According to ConsumerLab.com, it took 60 minutes at 153 degrees and 90 minutes at 132 degrees to deactivate the virus. At 99 degrees or lower, the virus remained quite infectious for two hours, Dr. Tod Cooperman, president of ConsumerLab.com and a nationally recognized researcher, tells Newsmax.
“This suggests that, for example, if you purchase takeout food and wish to disinfect the container as well as keep your food warm, you can simply place the container in a warm 150-degree oven or warming drawer for an hour to disinfect it,” Cooperman says. “Just make sure it is not directly exposed to a heating element so as not to pose a fire hazard.”

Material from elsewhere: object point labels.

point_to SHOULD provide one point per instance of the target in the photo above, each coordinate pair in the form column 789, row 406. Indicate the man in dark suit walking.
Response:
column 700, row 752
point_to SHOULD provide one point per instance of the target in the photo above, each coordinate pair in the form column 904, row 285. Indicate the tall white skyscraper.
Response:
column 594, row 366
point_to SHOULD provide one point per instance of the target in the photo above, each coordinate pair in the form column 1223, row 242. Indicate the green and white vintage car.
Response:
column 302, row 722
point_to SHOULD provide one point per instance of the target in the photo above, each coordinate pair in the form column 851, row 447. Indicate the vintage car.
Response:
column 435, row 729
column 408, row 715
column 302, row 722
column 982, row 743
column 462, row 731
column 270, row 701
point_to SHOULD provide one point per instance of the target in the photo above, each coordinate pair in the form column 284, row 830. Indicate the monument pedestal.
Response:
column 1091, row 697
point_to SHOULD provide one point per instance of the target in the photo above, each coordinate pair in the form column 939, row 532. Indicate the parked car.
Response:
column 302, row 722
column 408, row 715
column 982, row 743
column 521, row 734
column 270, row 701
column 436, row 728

Cooperman warns that the worst thing you can do is place a recently purchased food container directly into a refrigerator and you should not “quarantine” a recently received package in a cold cellar or cold garage, as this will preserve the coronavirus and keep it infectious for days.
Heating a face mask in a conventional oven can also disinfect it. According to The Stanford Daily, a team of Stanford researchers found that a 30-minute exposure to 167 degree Fahrenheit temperatures could be used to disinfect N95 respirators, without a loss of efficiency and deformation, up to 20 times.
Engineering professor Yi Cui, who led the research, says that these findings could be “game changing for both hospitals and individuals due to the method’s ease of use.”
“It’s easy to generate heat with a reasonable uniformity, whether it’s in a convection oven or something else,” Cui said. Note that since many face masks contain metal, do not use a microwave oven to sterilize them.
Fox News reports that face masks can also be sanitized in your washing machine. According to guidelines by the Centers for Disease Control and Prevention, “masks should be routinely washed depending on frequency of use.”
And, just for the record, blasting hot air in your face won’t kill the virus, according to The New York Times
. A viral video showing a woman blowing hot air up her nose with a hair dryer to kill the coronavirus is not recommended. According to the World Health Organization, the virus cannot be killed by hand dryers, and it can survive both in hot and cold temperatures.